La journée des bricoles

Journee des bricoles reduitEn 1788, les mauvaises récoltes ont entraîné la cherté du prix du pain. D’autre part, un traité de commerce en 1786 a permis l’irruption de produits anglais et provoqué du chômage. Voilà des motifs de révolte, mais une suite de révoltes ne fait pas une révolution.

Les historiens ont l’habitude de désigner tout attroupement de gens en armes sous le nom de « peuple », pourvu qu’il se compose de partisans de la révolution. L’abus de ce mot rend les événements presque incompréhensibles, car il désigne, pour les besoins de la cause, tantôt les démagogues qui prétendent parler au nom du peuple, tantôt les escouades de sans-culottes, stipendiés par les clubs ou par le duc d’Orléans, qui répandent la terreur dans les rues. Tantôt aussi, plus rarement, les véritables gens du peuple, ouvriers et paysans. Mais qui n’agissent pas toujours dans le sens qu’on attendrait.
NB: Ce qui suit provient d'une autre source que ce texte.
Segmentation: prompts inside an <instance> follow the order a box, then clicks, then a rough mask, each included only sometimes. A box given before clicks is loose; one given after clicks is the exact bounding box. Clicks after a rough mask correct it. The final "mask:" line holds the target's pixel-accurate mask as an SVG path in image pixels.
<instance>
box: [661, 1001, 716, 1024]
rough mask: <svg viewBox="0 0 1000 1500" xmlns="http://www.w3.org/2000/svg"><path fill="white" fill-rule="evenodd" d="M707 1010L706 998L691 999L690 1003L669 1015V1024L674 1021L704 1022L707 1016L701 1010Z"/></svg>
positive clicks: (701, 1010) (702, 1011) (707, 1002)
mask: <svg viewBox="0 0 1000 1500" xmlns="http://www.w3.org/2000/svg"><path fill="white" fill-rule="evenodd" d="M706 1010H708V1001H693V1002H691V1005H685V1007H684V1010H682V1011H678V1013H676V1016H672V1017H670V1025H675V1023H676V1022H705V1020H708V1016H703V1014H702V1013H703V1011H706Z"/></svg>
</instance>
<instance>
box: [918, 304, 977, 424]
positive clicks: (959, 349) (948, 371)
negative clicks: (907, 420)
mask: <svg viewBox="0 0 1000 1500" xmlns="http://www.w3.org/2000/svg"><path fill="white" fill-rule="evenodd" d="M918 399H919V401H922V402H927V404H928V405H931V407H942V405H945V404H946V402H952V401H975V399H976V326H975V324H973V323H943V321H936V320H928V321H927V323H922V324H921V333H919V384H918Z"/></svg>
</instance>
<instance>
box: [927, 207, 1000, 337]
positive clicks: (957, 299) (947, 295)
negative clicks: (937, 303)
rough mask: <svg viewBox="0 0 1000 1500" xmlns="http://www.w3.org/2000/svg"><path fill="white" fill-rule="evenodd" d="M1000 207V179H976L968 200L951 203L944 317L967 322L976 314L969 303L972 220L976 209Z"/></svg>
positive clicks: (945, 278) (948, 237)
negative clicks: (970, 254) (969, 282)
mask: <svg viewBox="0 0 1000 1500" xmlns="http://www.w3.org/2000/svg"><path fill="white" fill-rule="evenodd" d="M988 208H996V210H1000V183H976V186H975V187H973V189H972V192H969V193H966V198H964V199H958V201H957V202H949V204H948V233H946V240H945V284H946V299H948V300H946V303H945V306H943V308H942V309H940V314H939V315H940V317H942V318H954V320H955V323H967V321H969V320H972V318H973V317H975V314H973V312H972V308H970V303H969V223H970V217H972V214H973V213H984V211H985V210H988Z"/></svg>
Les présupposés marxistes ont si bien imprégné l’historiographie qu’on fait comme si les classes sociales étaient des corps agissant comme un seul homme, sous une impulsion unique (qui ne saurait être que son intérêt de classe). Conception problématique, car on n’est pas membre du peuple comme on peut l’être de la noblesse, moins encore du parlement ou d’une association quelconque. De même, comme le dit Monnerot, « les faits sociaux ne sont pas des choses », et les événements ne sont pas des faits matériels, mais des construction de l’esprit, ce qui rend impossible toute lecture matérialiste de l’histoire.

On dit que la révolution fut la révolte du peuple contre les abus commis par les privilégiés. La journée des journée des tuiles, le 7 juin 1788 à Grenoble, en fut un des premiers actes. Mais que se passa-t-il ce jour-là ? On peut admettre que ceux qui montèrent sur les toits pour faire pleuvoir les tuiles sur les soldats du roi n’aient ni des nobles, ni les ecclésiastiques. Jusqu’ici, tout va bien. Mais qui ces gens du peuple défendaient-il ? Le parlement. Autrement dit, des privilégiés. Et contre qui ? Contre le roi qui entendait lui ôter ses privilèges !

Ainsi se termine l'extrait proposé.